Она встала. Встал и я:
– Люси, пожалуйста. Давай попробуем…
– Что? Сделаем вид, что этих восьми месяцев не было?
– А как же Кейтлин?
– Надо же, ты вдруг вспомнил о дочери…
– Я хочу с ней поговорить.
– Ладно, можешь приехать завтра…
Я мог бы поспорить, я мог бы остаться спать на диване, с тем чтобы с утра пораньше поговорить более спокойно. Но я знал, что она на это не пойдет. И вообще, разве я не этого хотел? Разве не так?
Я взял чемодан.
– Мне очень жаль, – сказал я.
– Мне не нужны извинения подонков, – заявила Люси и бросилась наверх.
Я неподвижно просидел в машине минут десять, не зная, что же мне теперь делать. Внезапно я обнаружил, что выскочил из салона, кинулся к входной двери и начал барабанить в нее кулаком, выкрикивая имя жены. Через несколько секунд я услышал ее голос:
– Уходи, Дэвид.
– Дай мне шанс…
– Зачем? Чтобы ты снова соврал?
– Я совершил ужасную ошибку…
– Сочувствую. Тебе стоило об этом подумать много месяцев назад.
– Я только прошу о возможности…
– Мне больше нечего тебе сказать.
– Люси…
– Здесь тебе делать нечего.
– Я полез в карман за ключами. Но когда я попытался вставить первый ключ в замочную скважину, я услышал, как Люси задвинула щеколду:
– Даже не думай, что ты сможешь вернуться сюда, Дэвид. Все кончено. Уходи. Немедленно.
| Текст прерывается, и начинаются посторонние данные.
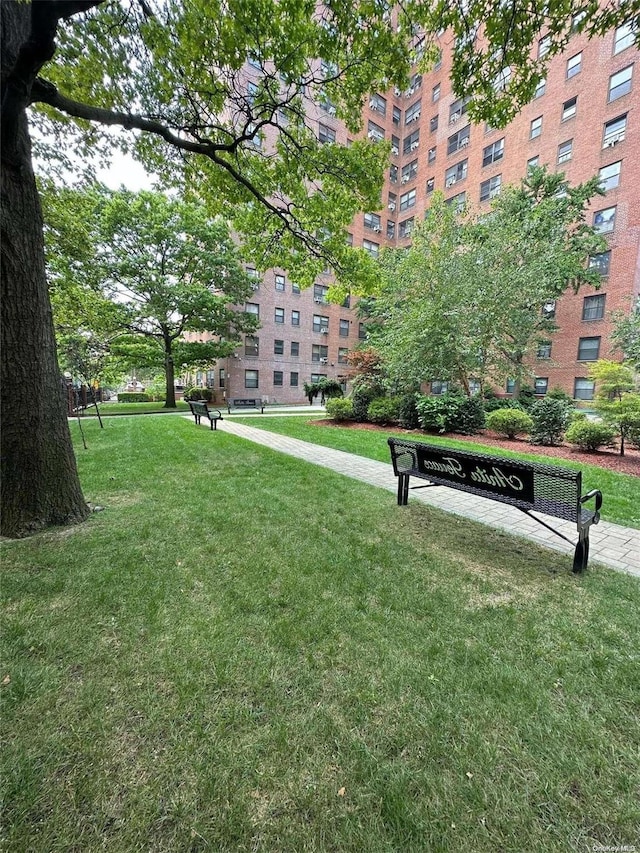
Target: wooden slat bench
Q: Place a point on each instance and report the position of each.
(528, 486)
(245, 403)
(200, 409)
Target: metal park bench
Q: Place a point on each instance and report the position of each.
(200, 409)
(528, 486)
Наверное, я еще минут пять колотил в дверь, умоляя ее впустить меня. Но я знал, что ей уже не интересно слушать. Часть меня пребывала в ужасе от осознания этого – моя маленькая семья оказалась разрушена моим тщеславием, моим обретенным успехом. Но другая моя часть понимала, почему я пошел по этому пути. Еще я знал, что случится, если все же Люси откроет дверь и поманит меня внутрь: я вернусь к жизни без остроты. И я вспомнил, что сказал мне мой приятель, тоже писатель, который ушел от жены к другой женщине: «Разумеется, брак всегда связан с проблемами – но они не такие уж серьезные. Разумеется, бывает скучновато, но это естественно после двенадцати лет совместной жизни. Никаких серьезных разногласий между нами не было. Тогда почему я ушел? Потому что слабый голосок в моем сердце постоянно задавал мне один и тот же простой вопрос: и это все, что ты хочешь от жизни?»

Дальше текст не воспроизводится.